Der Mannheimer Bachelor-Studiengang „Unternehmensjurist“ hat nach gut drei Jahren die ersten Absolventen hervorgebracht. Die Noten der drei Abschlussklausuren im Zivilrecht liegen nach Auskunft der Universität Mannheim deutlich über dem baden-württembergischen Landesdurchschnitt.

Über 30 Prozent der Studierenden erreichten mehr als 8 Punkte, auch der Notenanteil im Prädikatsbereich ist nach Auskunft der Universität außergewöhnlich. Den klassischen Jurastudiengang hatte Mannheim vor einigen Jahren umgebaut und gleichzeitig den Bachelorstudiengang Unternehmensjurist neu geschaffen (mehr …). „Das Interesse ist groß“, berichtet Studiendekan Professor Dr. Oliver Brand. „Die Nachfrage ist von 2008 bis heute kontinuierlich gestiegen. Derzeit stehen pro Jahrgang 274 Studienplätze zur Verfügung – alle voll belegt.“ Rund 1.000 Bewerber hatten sich zum laufenden Wintersemester gemeldet.

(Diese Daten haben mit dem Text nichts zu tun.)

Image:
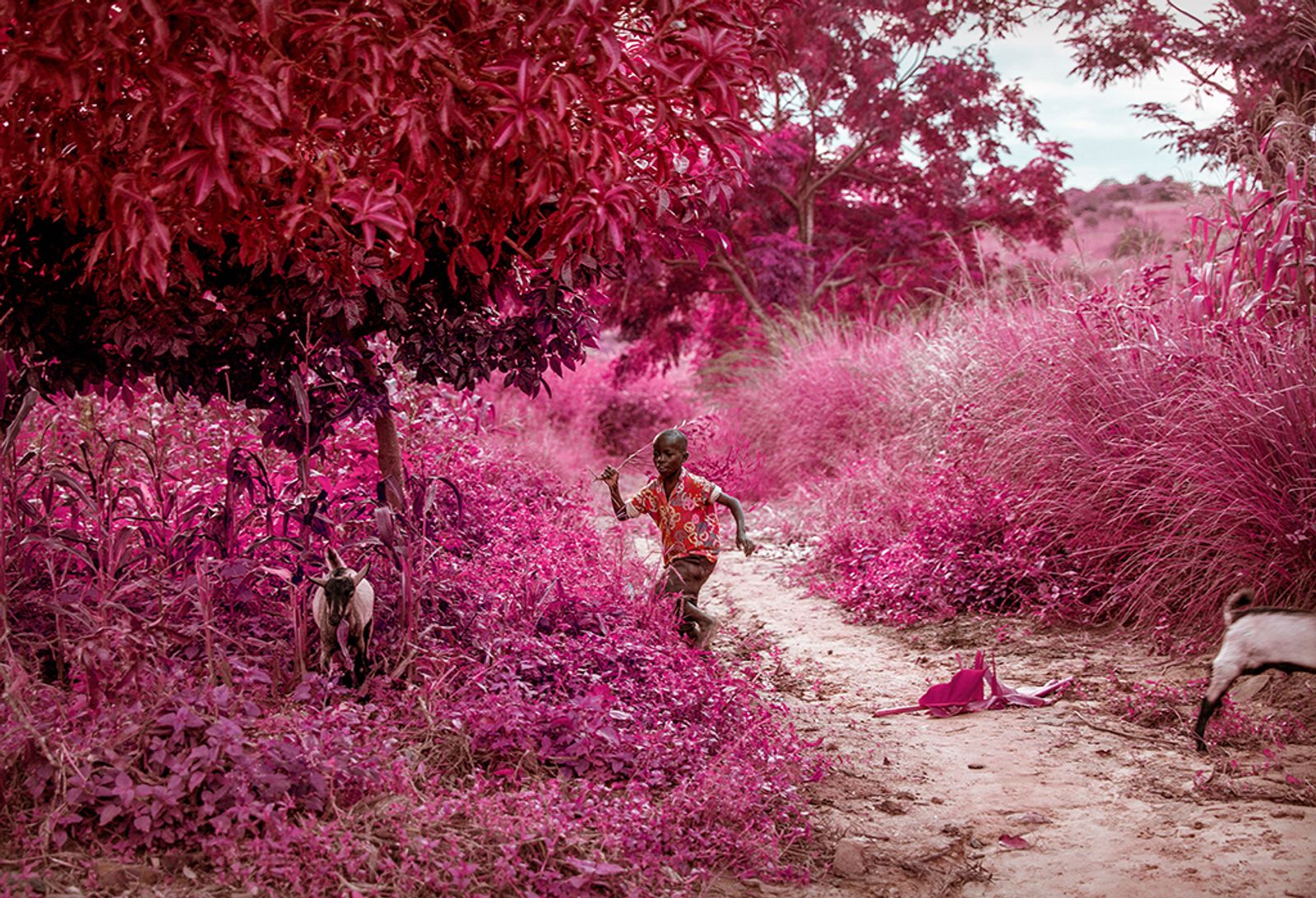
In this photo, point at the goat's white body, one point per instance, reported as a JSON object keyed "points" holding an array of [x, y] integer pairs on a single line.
{"points": [[1256, 640], [1261, 639], [359, 613]]}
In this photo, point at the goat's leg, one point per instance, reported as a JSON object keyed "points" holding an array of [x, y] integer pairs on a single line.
{"points": [[1221, 678], [359, 644], [328, 646]]}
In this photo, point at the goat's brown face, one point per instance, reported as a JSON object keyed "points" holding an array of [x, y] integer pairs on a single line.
{"points": [[337, 597]]}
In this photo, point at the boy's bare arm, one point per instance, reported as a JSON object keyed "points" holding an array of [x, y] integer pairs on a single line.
{"points": [[743, 540], [609, 477]]}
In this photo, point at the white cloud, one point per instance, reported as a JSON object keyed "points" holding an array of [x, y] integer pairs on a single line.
{"points": [[1107, 140]]}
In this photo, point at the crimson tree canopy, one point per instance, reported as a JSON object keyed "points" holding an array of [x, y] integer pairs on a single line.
{"points": [[232, 197], [882, 153]]}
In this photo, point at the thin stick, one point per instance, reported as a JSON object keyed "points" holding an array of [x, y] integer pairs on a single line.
{"points": [[645, 448]]}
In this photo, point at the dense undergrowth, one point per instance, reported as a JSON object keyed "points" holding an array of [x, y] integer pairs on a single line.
{"points": [[533, 726]]}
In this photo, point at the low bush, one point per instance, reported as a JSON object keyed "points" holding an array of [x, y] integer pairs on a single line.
{"points": [[532, 726]]}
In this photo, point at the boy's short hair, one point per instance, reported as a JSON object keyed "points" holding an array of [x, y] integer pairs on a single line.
{"points": [[674, 435]]}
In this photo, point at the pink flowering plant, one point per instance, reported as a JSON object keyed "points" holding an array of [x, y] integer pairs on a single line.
{"points": [[532, 723], [954, 545]]}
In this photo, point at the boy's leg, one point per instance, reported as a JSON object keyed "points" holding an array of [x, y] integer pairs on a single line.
{"points": [[686, 577]]}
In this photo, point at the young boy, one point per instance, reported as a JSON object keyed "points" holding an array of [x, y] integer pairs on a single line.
{"points": [[682, 506]]}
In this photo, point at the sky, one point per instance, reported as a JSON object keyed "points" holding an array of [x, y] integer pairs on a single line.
{"points": [[1105, 138]]}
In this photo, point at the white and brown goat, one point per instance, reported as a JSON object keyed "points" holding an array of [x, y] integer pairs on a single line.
{"points": [[345, 593], [1256, 639]]}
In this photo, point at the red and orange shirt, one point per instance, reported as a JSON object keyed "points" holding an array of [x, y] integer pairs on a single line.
{"points": [[688, 521]]}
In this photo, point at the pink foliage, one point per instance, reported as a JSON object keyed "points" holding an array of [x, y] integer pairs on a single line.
{"points": [[957, 545], [532, 724]]}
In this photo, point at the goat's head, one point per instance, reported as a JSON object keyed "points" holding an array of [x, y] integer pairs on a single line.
{"points": [[340, 586]]}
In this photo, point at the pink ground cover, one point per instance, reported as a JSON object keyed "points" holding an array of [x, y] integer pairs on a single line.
{"points": [[533, 724]]}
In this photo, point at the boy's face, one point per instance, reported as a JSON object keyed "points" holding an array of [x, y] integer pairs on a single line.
{"points": [[669, 455]]}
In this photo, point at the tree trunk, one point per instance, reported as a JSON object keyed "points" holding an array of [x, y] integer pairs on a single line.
{"points": [[388, 452]]}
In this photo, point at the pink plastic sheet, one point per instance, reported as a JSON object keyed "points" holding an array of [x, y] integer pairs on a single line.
{"points": [[967, 692]]}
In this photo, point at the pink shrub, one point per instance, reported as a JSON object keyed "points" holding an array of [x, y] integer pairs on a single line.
{"points": [[949, 545], [532, 724], [591, 419]]}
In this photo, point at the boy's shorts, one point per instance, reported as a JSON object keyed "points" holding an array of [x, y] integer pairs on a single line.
{"points": [[686, 576]]}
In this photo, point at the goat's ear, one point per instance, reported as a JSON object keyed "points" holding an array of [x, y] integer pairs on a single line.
{"points": [[361, 576]]}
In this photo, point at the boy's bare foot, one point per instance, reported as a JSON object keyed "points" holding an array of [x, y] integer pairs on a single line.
{"points": [[706, 635]]}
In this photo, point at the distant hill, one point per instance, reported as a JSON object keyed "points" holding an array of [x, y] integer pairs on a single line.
{"points": [[1116, 225]]}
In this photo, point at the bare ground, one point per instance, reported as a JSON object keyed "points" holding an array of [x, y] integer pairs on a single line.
{"points": [[1087, 802]]}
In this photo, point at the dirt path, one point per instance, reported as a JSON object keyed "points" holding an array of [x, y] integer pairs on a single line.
{"points": [[918, 806]]}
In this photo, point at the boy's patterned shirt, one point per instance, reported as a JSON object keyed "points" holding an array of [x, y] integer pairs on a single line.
{"points": [[688, 521]]}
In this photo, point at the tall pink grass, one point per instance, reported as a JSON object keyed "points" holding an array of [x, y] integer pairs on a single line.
{"points": [[1142, 451]]}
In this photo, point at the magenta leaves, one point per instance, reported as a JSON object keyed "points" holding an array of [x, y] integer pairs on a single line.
{"points": [[537, 727], [960, 547]]}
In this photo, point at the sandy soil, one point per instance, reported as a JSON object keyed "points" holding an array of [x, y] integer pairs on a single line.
{"points": [[1094, 805]]}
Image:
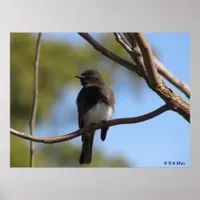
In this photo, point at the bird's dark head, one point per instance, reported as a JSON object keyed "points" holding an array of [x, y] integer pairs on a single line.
{"points": [[90, 76]]}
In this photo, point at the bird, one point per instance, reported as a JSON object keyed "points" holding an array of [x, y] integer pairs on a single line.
{"points": [[95, 104]]}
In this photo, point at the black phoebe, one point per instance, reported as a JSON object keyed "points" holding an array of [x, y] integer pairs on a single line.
{"points": [[95, 104]]}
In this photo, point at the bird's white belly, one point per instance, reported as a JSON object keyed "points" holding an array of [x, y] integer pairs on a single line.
{"points": [[98, 113]]}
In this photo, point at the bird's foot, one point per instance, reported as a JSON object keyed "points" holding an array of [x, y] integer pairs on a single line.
{"points": [[104, 122], [92, 125]]}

Das Studium besteht zu zwei Dritteln aus juristischen und zu einem Drittel aus ökonomischen Inhalten, welche die Mannheimer Fakultät für Betriebswirtschaftslehre beisteuert. Zu Beginn stehen die BWL-Anteile im Vordergrund, im zweiten und dritten Jahr sind die Jura-Veranstaltungen auch im Hinblick auf die Examensvorbereitung am zahlreichsten. Im Rahmen des LL.B.-Studiengangs absolvieren die Studierenden auch bereits den universitären Schwerpunktbereich, der zu 30 Prozent in die Examensnote einfließt.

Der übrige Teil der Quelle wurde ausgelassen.